Specifiek voor gerubriceerde informatie bij de Rijksdienst geldt aanvullende regelgeving.
Dit staat in het besluit Voorschrift Informatiebeveiliging Rijksdienst Bijzondere
Informatie (VIR-BI)12. Het VIR-BI schrijft op hoofdlijnen de te treffen beveiligingsmaatregelen voor de
verwerking en opslag van gerubriceerde informatie, aanvullend op de BIO. Het VIR-BI
schrijft voor dat gerubriceerde informatie die krachtens een internationaal verdrag
of overeenkomst is verkregen, de toegekende rubricering behoudt en wordt beveiligd
volgens het overeenkomstige nationale beveiligingsniveau. Voor zover voor de beveiliging
van dergelijke informatie als gevolg van het verdrag of de overeenkomst afwijkende
of verdergaande beveiligingsbepalingen bestaan, worden deze bepalingen toegepast.
Er is een verdrag afgesloten tussen de EU en de lidstaten waarin de taken en verantwoordelijkheden
in relatie tot de beveiliging van EUCI zijn vastgelegd.13 Hieruit volgt dat in elke lidstaat een nationale veiligheidsautoriteit is aangesteld,
belast met het houden van toezicht op de beveiliging van EUCI, het leveren van beleidsbijdragen
ten behoeve van de beveiliging van EUCI en het afgeven van persoonlijke veiligheidsmachtigingen
(clearance).
b) Beoordeling + inzet ten aanzien van dit voorstel
Het kabinet staat overwegend positief tegenover het voorstel. Het kabinet herkent
de geschetste problematiek en erkent de noodzaak voor het verhogen van het niveau
van informatiebeveiliging van de EU IOA’s. Tevens steunt het kabinet de doelen die
met de verordening nagestreefd worden, zoals het moderniseren van de regelgeving voor
informatiebeveiliging.
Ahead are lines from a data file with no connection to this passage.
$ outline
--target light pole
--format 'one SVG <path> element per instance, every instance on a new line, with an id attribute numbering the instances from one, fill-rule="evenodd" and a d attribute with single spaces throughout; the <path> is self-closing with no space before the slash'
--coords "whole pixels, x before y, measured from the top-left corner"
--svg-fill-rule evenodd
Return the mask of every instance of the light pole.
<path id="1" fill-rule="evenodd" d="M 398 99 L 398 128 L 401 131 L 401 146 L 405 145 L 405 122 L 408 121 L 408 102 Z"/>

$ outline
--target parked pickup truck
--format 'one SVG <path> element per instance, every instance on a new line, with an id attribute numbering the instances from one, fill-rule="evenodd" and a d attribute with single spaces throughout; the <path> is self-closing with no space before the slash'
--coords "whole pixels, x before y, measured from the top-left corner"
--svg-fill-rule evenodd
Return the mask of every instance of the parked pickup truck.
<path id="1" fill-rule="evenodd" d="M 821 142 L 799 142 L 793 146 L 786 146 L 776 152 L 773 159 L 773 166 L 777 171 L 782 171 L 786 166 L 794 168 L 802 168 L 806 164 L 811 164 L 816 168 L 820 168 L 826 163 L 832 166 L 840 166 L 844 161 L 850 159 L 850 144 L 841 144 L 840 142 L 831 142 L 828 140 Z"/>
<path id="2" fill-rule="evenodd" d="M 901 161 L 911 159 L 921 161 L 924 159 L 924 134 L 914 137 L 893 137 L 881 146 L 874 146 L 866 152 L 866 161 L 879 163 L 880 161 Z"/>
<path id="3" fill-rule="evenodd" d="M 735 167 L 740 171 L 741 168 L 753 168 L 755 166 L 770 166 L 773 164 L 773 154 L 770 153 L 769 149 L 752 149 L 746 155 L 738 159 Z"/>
Desalniettemin staat het kabinet kritisch tegenover enkele
punten in het voorstel.
Het kabinet is geen voorstander van het behoud van eigen merkingen van EU IOA’s. Het
kabinet is van mening dat het niet wenselijk is dat er eigen (en extra) merkingen
gehanteerd mogen worden door de EU IOA’s, omdat dit leidt tot minder harmonisatie.
Tevens is het kabinet van mening dat de, Council Security Rules (CSR)14 die op dit moment herzien worden, de meest geavanceerde regelgeving voor de beveiliging
van EUCI bevatten en als basis gebruikt dienen te worden voor deze verordening. De
CSR zijn niet alleen het verst doorontwikkeld, maar ook opgesteld met instemming van
de lidstaten en in de aanwezigheid van alle instellingen van de EU. Het kabinet zal
bij de Commissie duidelijk maken dat er een groot draagvlak is voor de CSR en dat
het logisch en efficient wordt geacht om hier gebruik van te maken als basis voor
deze verordening.
Het kabinet staat kritisch tegenover de introductie van de categorie «niet-gerubriceerde
informatie». Het kabinet acht de introductie van deze categorie informatie onwenselijk
om drie redenen.
Ten eerste bestaat er in de lidstaten geen (juridisch) systeem voor de beveiliging
van deze categorie informatie zoals dit voor EUCI is opgezet. Wanneer er EUCI gedeeld
wordt met de lidstaten, geldt een wettelijk kader dat lidstaten met de EU zijn overeengekomen,
waarbij alle partijen zich committeren aan het naleven van de vastgelegde beveiligingsmaatregelen
voor EUCI. Tevens is er een systeem van toezicht en handhaving ingericht voor de naleving
van de regelgeving. Voor de categorie «niet-gerubriceerde informatie» is een dergelijk
systeem niet ingericht. Indien informatie uit deze categorie gedeeld wordt met lidstaten
bestaan er geen juridische en praktische voorzieningen om de informatiebeveiligingsregels
voor deze categorie informatie na te leven. In het voorstel wordt beschreven dat bij
het delen van informatie in deze categorie met lidstaten, zogenoemde «verwerkingsinstructies»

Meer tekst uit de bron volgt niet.